Donnerstag, 02. Mai 2024

Archiv


Attacke gegen Aids

Forscher aus Hannover und Ulm sind im Kampf gegen Aids einen Schritt weiter gekommen. Mit dem Wirkstoff VIRIP 576 konnte die Viruszahl im Blut der Patienten erheblich gesenkt werden. Auch die Nebenwirkungen des Präparats sind deutlich kleiner.

Von Michael Engel | 27.12.2010
    Herkömmliche Präparate bekämpfen die Erreger erst dann, wenn sie in die Immunzellen des Patienten bereits eingedrungen sind. Und das erklärt auch die vielen Nebenwirkungen wie zum Beispiel Blutbildstörungen, denn auch die Immunzellen werden unter der Therapie angegriffen. Der neuartige Wirkstoff hingegen attackiert allein die Aids-Viren, wenn sie außerhalb der Immunzellen frei im Blut herumschwimmen, sagt Prof. Wolf-Georg Forssmann von der Medizinischen Hochschule Hannover.

    "Wir haben weniger Nebenwirkungen, insbesondere Nebenwirkungen wie Durchfall, Nervenreizungen, Blutbildveränderungen. Die sind bei unseren Patienten nicht aufgetreten. Wir hatten allerdings auch Nebenwirkungen, dazu gehörten unter anderem zwei Patienten mit Hautausschlag, der möglicherweise durch den Zerfall der Viren selbst entstanden ist. Aber diese Nebenwirkungen waren alle beherrschbar und sind sehr schnell wieder verschwunden."
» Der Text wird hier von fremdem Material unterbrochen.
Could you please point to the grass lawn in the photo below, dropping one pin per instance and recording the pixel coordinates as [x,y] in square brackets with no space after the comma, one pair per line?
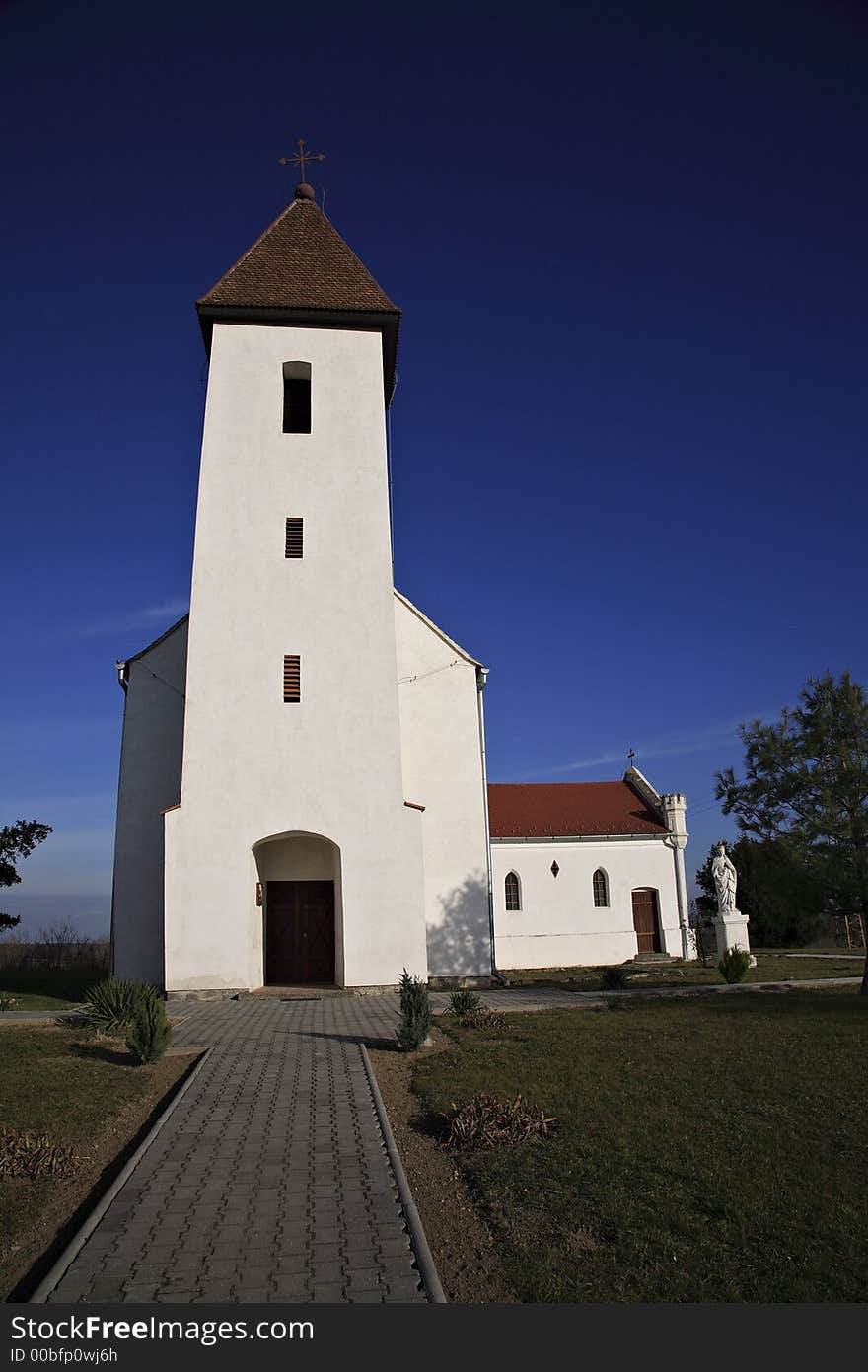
[87,1095]
[770,966]
[45,989]
[708,1150]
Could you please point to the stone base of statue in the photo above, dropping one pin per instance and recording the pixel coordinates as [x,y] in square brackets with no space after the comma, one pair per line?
[731,932]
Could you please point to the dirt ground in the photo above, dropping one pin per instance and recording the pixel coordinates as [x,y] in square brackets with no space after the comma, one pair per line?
[25,1262]
[461,1245]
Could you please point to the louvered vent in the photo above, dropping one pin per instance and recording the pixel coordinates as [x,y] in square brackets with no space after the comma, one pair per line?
[295,538]
[292,680]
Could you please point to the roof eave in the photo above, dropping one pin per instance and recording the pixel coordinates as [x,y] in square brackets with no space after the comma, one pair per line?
[386,323]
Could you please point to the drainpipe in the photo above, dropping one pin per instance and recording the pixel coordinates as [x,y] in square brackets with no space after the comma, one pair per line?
[675,813]
[481,681]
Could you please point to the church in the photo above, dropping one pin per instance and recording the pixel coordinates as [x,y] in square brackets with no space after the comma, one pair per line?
[303,796]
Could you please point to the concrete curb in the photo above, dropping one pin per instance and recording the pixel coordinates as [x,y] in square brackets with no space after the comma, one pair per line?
[428,1270]
[78,1241]
[555,997]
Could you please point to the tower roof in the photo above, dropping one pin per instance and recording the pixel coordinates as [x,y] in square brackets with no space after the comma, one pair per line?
[302,272]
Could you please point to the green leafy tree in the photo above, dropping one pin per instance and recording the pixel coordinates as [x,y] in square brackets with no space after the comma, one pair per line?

    Und dann gibt es da noch einen entscheidenden Fortschritt: Aids-Viren können das neuartige Medikament nicht einfach wirkungslos machen, indem sie sich genetisch anpassen. VIRIP 576 greift das Virus nämlich an einer Stelle an, die durch Mutationen zum Beispiel nicht verändert werden kann. Prof. Reinhold Schmidt von der Medizinischen Hochschule Hannover denkt daran, den neuartigen Wirkstoff gerade bei denjenigen Patienten einzusetzen, bei denen herkömmliche Mittel nicht mehr helfen: Und das sind heute schon zehn Prozent – Tendenz weiterhin steigend.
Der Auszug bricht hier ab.